Thursday, October 20, 2011

Whatever the outcome of this weekend's on - off, on again summit, it seems unlikely the 17 euro countries will get what's needed, given Germany's entrenched reluctance. As we predicted after the July 21 summit, Europe's leaders continue to fall behind the problem they're trying to solve. That's a constantly evolving debt crisis that gets bigger by the day. It doesn't stop and wait, its morbid momentum reflected in markets since early summer. What we'll see revealed in Brussels this weekend is that the euro zone is not just a flawed currency system, but it is also a flawed political system incapable of being led and incapable of making the difficult, often painful decisions required. Could it, for instance, ever impose the sort of fiscal discipline being attempted in the UK or the bank overcapitalization already complete here? I doubt it. That's not to be complacent about our own parlous position. We may be implementing fiscal and monetary policy decisions, but are they working? This crisis, whether elsewhere or in the euro zone, is like a virus mutating against a vaccine. Europe isn't using enough medicine while rest may have already administered what they can without any meaningful effect. The patient remains ill and the drugs aren't working.Markets slide on reports of deadlock between France and Germany in talks over how to expand the eurozone bailout fund, making a resolution by this weekend's crucial summit increasingly unlikely. Silvio Berlusconi has named Ignazio Visco as the new head of the Bank of Italy. He wasn't one of the favourites in the running for the job, which won't be an easy one at the moment. He's the existing deputy director general of the bank. Visco will take over from Mario Draghi, who is taking over from Jean-Claude Trichet as head of the European Central Bank.

4 comments:

Anonymous said...

I agree with you, I completetly understand why they summarily shot him in this form of very rough justice; god only knows how Libyans must feel about what he has perpetrated on them.

Also, yes it is valid to say he was too much trouble to be left alive for any period of time.

But, as sometime who believes in the benefit of rule of law, I think he should have faced trial instead of just being very clearly executed like this, particularly if this was on the orders of the present interim government.

That's not for his sake, or an outbreak of sqeamishness, but for the future of the people of Libya; even senior Nazi's were not shot out of hand by Allied forces once captured but were subjected to law (that was done for a very good reason, to show that their barbarism was capable of being overcome by law); I have to say that I think it does not bode well for democracy in Libya in the coming years; however Euphoric libyans may feel tonight that the dictator is finally dead.

I do hope that I am proved wrong in this.

Anyway, back to the debt crisis

Anonymous said...

Deception from 1946-1949 onwards with exaggerations over population(les départements de l'Outre-Mer centralisés) and casualties (clever extrapolation of the awful casualty cost in the Caen district in July 1944) to get better Marshall and affiliated deals.
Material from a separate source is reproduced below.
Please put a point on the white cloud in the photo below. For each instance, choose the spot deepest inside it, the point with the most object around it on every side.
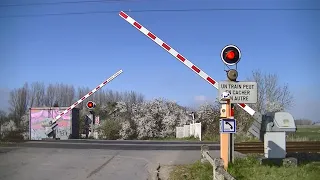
(200, 98)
The Saar and Ruhr projects 1946-52.
On through le CAP and others to the latest tissue of lies about exposure to PIG and similar debt.
Remember less than a year ago when Germany had the most debt (over 60%) and then, as each concealment was broached, it became clearer and clearer that France was the real risk centre.
Remember how France led regulation of all kinds CAP again, € stability pact, Schengen and labour movement and recall, lest we forget who was the first to breach these rules.
France has been incredibly clever harnessing the economic power of Germany to its own political aggrandisement, through historic inference initially then trough a w€apon of mass destruction: ensuring the one nation, and they kept shooting themselves in the foot anyway, that could puncture the pompous posturing of a 'European' France was side-lined by treaty or by racist hints (Anglo-Saxons). Chaining smaller, newly sovereign nations to a French ideal by the € and by set in stone treaties that cannot be changed, oh except by France and Germany....
It's beginning to unravel. France is bankrupt, economically and hopefully as the torch of hope shines in a few more dark corners politically

cocopitecus said...

We both wish we could join you but very sadly at our ages the journey would be a bit much.

So rest assured we are in complete agreement with you - that OUR once proud nation should end up being governed by a load of unelected foreigners ............. NO NO NO NO!

We've stood alone and survived before and could do again trouble is the spineless, gutless politicians are scared of upsetting anyone except the electorate who put them, and leave them, in "power".

Anonymous said...

ou couldn't make it up. Several weeks ago the Germans called the idea of a two trillion bailout fund "silly" and "stupid" (and by implication all those calling for it, including Sarko, Boringoso and sundry Italians desperate to get their hands on German funds) so where the surprise comes in all this is a total mystery.

Unless Merkel, Schaeble and the German Constitutional Court do a volte-farce over the weekend it ain't gonna happen .....

... while will bring a much-needed reality check to Europe and in particular to Sarko.

France is looking very dicey .... vast debt, banks up to their eyebrows, no growth and the socialists about to take over and no doubt introduce the 10 hour working week to create jobs. How they still have an AAA rating (= couldn't be better) is just another of those unfathomable mysteries of the universe.